Determinar tu frecuencia cardiaca máxima (FCM), es una de las mejores maneras de controlar los entrenamientos para mejores resultados. Enfócate en las zonas de frecuencia cardiaca expresadas como porcentaje que se calculan en base a tu FCM para tu edad de manera que tú o tu entrenador puedan realizarte un plan de entrenamiento para la pérdida de peso. Encuentra tu FCM estimada restando tu edad a 220 si eres hombre, y restando tu edad a 226 si eres mujer. Por ejemplo, un hombre de 45 años tiene una FCM estimada de 175 latidos por minuto.

Trabaja en la zona

Quemarás grasa cuando te ejercites dentro del 65 y el 75% de tu FCM. Para el hombre de 45 años de edad, eso significa que necesitará mantener su ritmo cardiaco dentro de 114 a 131 latidos por minuto para una pérdida de peso general, incluyendo la grasa de esa parte del abdomen. Una vez que te encuentres en tu zona de quema de grasa, permanece ahí por al menos 12 minutos para quemar grasa a una mayor velocidad.

Impúlsalo

Un metabolismo rápido quema la grasa más rápida que uno lento. Aumenta la pérdida de grasa abdominal con un programa de entrenamiento de resistencia que construya músculo magro. Los músculos magros queman calorías incluso cuando estás descansando, lo que ayuda a mantener tus metas de pérdida de peso con esfuerzos aeróbicos.

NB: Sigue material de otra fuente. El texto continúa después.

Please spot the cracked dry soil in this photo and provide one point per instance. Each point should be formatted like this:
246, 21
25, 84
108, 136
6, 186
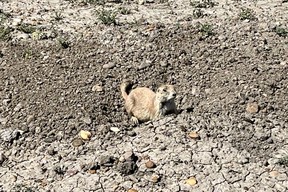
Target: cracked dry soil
232, 92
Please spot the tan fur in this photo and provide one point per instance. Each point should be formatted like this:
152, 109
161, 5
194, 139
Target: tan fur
142, 104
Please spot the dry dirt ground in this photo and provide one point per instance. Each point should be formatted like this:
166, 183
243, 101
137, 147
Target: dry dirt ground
61, 63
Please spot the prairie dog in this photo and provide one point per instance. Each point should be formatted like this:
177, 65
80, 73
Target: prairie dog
142, 104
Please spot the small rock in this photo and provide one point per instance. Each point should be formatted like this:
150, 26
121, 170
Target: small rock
16, 21
193, 135
85, 135
128, 156
92, 171
191, 181
150, 164
9, 135
77, 142
132, 190
109, 65
18, 107
106, 161
2, 158
252, 108
6, 102
51, 152
97, 88
3, 121
38, 130
30, 118
274, 173
131, 133
86, 120
155, 178
127, 167
144, 65
115, 129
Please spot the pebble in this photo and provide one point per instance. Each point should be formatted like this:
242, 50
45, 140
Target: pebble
191, 181
193, 135
274, 173
18, 107
106, 161
92, 171
132, 190
97, 88
155, 178
30, 118
127, 167
252, 108
86, 120
150, 164
86, 135
109, 65
144, 65
3, 121
2, 158
115, 129
77, 142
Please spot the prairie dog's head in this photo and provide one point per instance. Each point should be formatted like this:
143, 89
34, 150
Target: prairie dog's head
166, 93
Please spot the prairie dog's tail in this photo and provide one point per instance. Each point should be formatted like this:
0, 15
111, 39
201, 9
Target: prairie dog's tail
125, 88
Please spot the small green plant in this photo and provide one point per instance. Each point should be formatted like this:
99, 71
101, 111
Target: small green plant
26, 28
64, 43
247, 14
124, 11
203, 3
5, 33
283, 161
281, 31
206, 29
107, 17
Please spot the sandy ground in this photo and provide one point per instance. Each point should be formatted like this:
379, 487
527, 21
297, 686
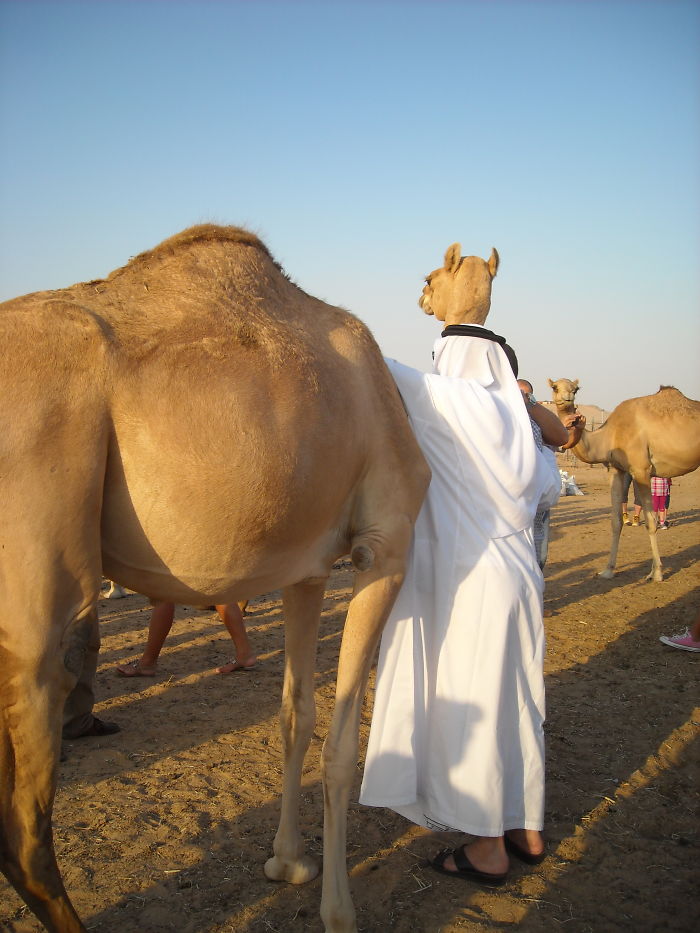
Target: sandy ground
166, 826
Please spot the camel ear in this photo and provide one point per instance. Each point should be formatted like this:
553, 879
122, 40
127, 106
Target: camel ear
494, 262
453, 257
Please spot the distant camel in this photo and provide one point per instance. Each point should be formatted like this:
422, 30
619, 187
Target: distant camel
202, 431
655, 435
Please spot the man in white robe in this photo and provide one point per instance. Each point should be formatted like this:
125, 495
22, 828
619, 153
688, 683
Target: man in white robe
457, 731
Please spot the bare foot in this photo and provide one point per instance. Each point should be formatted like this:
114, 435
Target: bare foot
529, 841
134, 669
234, 666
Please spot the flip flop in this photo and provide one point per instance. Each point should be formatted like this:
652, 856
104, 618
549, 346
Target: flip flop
133, 670
522, 854
465, 869
237, 668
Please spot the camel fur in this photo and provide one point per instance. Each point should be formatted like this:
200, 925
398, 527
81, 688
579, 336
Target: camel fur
200, 430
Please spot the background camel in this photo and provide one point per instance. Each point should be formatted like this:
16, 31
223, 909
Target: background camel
200, 430
655, 435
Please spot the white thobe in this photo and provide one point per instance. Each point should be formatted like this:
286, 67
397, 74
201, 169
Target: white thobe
456, 740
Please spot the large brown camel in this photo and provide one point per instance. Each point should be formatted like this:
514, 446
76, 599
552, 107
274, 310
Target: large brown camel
655, 435
200, 430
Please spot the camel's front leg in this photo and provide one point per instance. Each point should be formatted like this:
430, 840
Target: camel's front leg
616, 495
374, 596
302, 610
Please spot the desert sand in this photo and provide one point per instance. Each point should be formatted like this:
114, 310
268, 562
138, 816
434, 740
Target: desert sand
166, 826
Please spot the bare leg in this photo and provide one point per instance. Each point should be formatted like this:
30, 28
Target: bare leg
656, 572
158, 630
232, 617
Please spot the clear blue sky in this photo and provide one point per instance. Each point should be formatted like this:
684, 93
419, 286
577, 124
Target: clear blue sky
360, 140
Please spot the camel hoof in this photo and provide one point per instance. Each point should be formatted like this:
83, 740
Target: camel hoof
297, 871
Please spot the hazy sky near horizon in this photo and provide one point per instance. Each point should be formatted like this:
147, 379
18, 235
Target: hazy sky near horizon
360, 140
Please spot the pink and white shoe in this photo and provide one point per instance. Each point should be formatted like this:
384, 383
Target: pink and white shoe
684, 641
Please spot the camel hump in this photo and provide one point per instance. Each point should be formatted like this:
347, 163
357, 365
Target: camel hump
201, 234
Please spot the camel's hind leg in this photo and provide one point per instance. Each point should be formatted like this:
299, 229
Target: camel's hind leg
616, 496
302, 611
34, 683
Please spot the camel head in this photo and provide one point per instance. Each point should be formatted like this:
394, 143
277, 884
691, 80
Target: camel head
564, 394
460, 292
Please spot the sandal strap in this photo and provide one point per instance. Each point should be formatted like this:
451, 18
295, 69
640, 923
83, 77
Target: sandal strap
461, 860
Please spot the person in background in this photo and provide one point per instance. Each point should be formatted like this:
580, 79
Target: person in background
688, 640
549, 433
79, 722
160, 625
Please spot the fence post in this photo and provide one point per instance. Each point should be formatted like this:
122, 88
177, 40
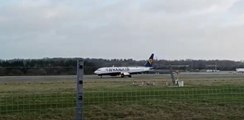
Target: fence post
79, 88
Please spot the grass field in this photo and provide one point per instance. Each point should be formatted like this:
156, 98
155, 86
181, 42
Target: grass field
143, 97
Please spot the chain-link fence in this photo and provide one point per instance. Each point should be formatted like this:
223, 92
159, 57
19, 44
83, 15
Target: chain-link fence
154, 97
37, 97
142, 97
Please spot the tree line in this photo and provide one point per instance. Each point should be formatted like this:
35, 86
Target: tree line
67, 66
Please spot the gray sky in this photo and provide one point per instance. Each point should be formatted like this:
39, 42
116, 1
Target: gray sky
172, 29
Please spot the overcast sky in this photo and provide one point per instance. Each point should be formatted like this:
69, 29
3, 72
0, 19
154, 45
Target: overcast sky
172, 29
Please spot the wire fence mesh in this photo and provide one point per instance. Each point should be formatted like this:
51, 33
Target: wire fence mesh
142, 97
37, 97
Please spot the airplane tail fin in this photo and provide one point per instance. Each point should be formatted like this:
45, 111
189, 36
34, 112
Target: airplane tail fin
149, 61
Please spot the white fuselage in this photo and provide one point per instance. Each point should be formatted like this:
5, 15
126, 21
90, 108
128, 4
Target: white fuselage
120, 70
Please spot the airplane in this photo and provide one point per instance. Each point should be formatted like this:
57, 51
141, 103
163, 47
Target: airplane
125, 71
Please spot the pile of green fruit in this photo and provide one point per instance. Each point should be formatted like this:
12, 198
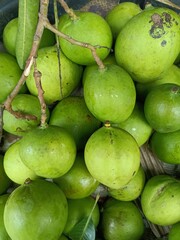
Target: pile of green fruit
110, 85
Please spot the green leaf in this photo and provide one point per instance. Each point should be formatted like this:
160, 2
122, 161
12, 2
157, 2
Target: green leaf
84, 230
27, 22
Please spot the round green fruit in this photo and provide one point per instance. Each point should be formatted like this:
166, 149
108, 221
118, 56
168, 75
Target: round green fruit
112, 156
77, 182
109, 93
78, 209
15, 169
3, 232
166, 146
88, 28
121, 220
36, 210
149, 44
132, 190
137, 125
25, 104
5, 181
118, 16
72, 114
48, 151
162, 108
58, 81
10, 74
160, 200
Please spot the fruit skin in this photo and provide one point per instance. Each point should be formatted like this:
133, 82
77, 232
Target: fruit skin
5, 181
9, 79
121, 220
79, 209
137, 125
132, 189
89, 28
55, 88
160, 200
3, 232
72, 114
118, 16
149, 44
162, 108
77, 182
49, 151
15, 169
27, 104
109, 93
166, 146
172, 75
36, 210
112, 156
174, 232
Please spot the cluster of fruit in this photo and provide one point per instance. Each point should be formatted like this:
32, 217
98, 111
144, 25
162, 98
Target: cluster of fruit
113, 87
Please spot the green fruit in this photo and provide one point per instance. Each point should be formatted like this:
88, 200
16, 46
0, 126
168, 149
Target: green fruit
10, 74
132, 189
5, 182
57, 83
10, 33
112, 156
137, 125
109, 93
77, 182
36, 210
15, 169
162, 108
121, 220
149, 44
174, 232
86, 27
48, 151
27, 104
118, 16
72, 114
172, 75
79, 209
160, 200
166, 146
3, 232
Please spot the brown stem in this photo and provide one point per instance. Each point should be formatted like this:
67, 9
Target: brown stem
37, 77
75, 42
68, 10
37, 37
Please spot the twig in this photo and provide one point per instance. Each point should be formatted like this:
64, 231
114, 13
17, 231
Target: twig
37, 37
76, 42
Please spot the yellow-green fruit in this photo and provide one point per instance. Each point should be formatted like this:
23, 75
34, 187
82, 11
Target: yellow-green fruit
36, 210
10, 74
5, 181
132, 189
3, 232
174, 232
118, 16
77, 182
26, 104
86, 27
78, 209
15, 169
58, 81
160, 200
121, 220
149, 44
112, 156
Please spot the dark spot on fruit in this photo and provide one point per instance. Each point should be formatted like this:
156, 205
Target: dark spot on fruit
163, 43
158, 23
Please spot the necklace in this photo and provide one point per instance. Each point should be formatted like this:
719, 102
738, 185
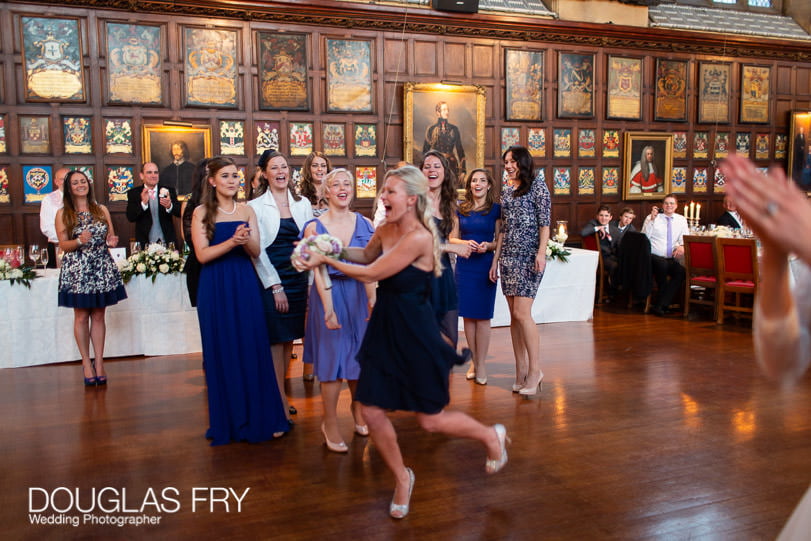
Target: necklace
233, 210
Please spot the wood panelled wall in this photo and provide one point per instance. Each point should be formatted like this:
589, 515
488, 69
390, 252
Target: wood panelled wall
425, 47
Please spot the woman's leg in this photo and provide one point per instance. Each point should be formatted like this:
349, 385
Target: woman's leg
357, 409
98, 331
385, 439
519, 347
482, 341
81, 332
521, 314
329, 398
280, 367
462, 425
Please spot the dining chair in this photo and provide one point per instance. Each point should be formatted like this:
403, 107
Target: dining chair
701, 273
592, 242
737, 275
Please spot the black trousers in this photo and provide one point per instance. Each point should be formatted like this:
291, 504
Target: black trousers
669, 276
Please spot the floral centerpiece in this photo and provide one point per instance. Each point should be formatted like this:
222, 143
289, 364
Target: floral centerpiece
154, 260
556, 250
323, 244
12, 269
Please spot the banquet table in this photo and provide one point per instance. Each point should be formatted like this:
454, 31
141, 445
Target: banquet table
566, 292
155, 319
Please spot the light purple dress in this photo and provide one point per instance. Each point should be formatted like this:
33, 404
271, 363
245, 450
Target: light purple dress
333, 352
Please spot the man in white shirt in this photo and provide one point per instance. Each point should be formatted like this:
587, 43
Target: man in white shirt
665, 231
47, 214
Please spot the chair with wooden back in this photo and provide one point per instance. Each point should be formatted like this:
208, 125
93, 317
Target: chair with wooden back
737, 274
592, 242
701, 273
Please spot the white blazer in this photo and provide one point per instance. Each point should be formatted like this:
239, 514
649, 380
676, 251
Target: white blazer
267, 218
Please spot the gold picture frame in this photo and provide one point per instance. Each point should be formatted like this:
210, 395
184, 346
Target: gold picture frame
646, 176
193, 141
465, 119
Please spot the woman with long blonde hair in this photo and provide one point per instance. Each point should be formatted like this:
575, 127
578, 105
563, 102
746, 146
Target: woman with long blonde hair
405, 362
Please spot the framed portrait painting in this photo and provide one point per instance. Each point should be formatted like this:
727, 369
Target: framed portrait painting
134, 64
211, 60
349, 76
755, 92
176, 150
647, 164
446, 118
575, 85
799, 152
624, 95
713, 92
282, 69
52, 60
523, 71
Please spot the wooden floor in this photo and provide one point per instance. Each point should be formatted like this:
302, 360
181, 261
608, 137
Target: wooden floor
647, 428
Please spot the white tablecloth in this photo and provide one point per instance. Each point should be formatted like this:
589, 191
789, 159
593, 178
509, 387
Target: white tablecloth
566, 292
155, 319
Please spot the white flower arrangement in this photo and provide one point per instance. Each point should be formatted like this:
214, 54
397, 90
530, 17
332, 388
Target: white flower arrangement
152, 261
13, 271
556, 250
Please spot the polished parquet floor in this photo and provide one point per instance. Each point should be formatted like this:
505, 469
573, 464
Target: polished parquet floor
647, 428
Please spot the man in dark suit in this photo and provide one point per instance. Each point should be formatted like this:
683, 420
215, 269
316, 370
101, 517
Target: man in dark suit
180, 172
730, 218
151, 207
608, 234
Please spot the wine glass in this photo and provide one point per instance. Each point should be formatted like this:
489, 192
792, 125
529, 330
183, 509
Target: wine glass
33, 253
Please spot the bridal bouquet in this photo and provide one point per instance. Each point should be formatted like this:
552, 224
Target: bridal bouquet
556, 250
323, 244
155, 259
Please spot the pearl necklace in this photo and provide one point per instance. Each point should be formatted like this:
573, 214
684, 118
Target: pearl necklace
233, 210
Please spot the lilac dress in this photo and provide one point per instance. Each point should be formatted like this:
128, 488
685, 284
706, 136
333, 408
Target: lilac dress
333, 351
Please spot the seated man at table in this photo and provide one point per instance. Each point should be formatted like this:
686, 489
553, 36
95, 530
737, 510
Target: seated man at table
665, 230
608, 235
730, 218
151, 207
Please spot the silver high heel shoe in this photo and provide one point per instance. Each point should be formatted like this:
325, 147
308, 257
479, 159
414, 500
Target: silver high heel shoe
400, 511
494, 466
531, 391
334, 447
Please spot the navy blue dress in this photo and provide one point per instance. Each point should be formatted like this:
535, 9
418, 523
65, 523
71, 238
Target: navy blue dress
243, 398
404, 361
289, 326
477, 294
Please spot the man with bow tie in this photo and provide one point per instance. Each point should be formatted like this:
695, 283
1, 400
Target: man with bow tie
151, 207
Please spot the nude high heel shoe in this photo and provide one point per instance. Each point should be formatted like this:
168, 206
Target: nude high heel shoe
533, 390
400, 511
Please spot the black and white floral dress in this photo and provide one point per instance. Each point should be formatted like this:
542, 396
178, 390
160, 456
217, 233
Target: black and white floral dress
89, 277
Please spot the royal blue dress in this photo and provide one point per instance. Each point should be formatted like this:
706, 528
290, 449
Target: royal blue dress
477, 294
88, 277
243, 397
333, 352
404, 361
290, 325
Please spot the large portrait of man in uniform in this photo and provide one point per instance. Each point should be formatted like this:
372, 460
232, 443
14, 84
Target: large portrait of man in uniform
448, 118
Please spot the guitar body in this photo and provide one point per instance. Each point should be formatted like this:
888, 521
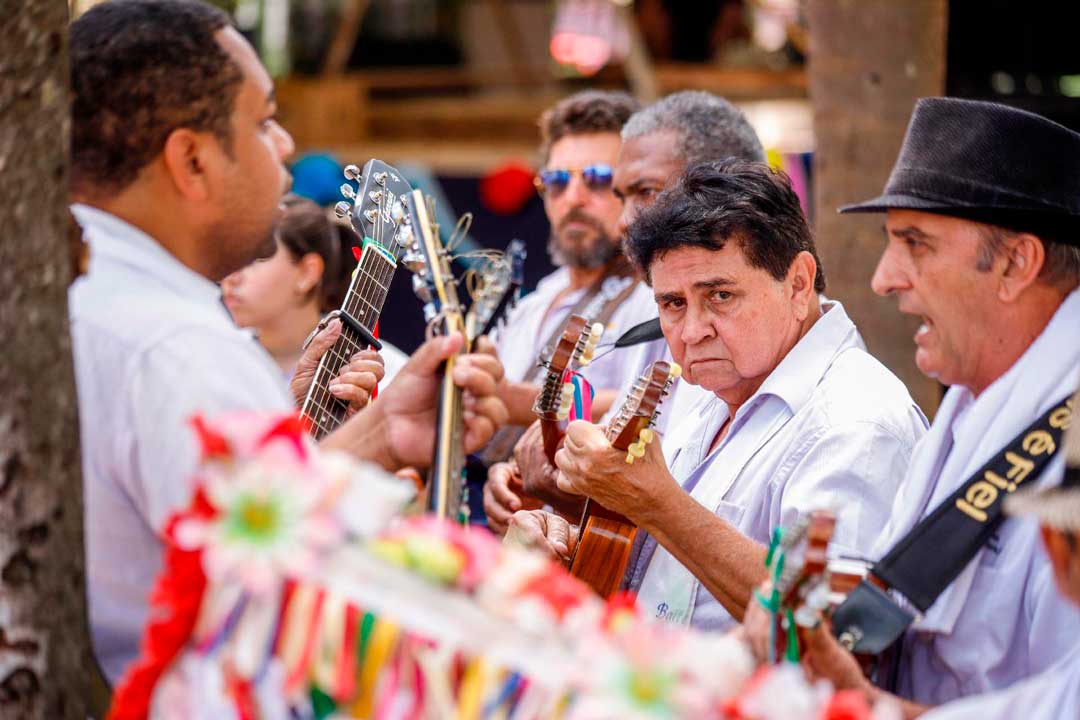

De acuerdo con Pennsylvania State University, un programa básico de entrenamiento de resistencia para ayudar a quemar la grasa y realizado cada tercer día, debería incluir prensa de banco (bench press), pull downs, prensa militar (military presses) y sentadillas (squats) donde normalmente añades peso.

Deja la basura

Los azúcares refinados y carbohidratos terminan almacenados donde no te conviene. Los carbohidratos complejos, como frutas frescas, vegetales y granos enteros satisfacen el hambre y mantienen balanceado al cortisol, la hormona del estrés. Las altas repentinas en la glucosa sanguínea por alimentos de alto índice glicémico, incluidos los alimentos procesados con azúcar e ingredientes artificiales, liberan cortisol y aumentan libras. Así que además del ejercicio aeróbico regular y el entrenamiento de resistencia, asegúrate de ejercitar un buen juicio con tu alimentación.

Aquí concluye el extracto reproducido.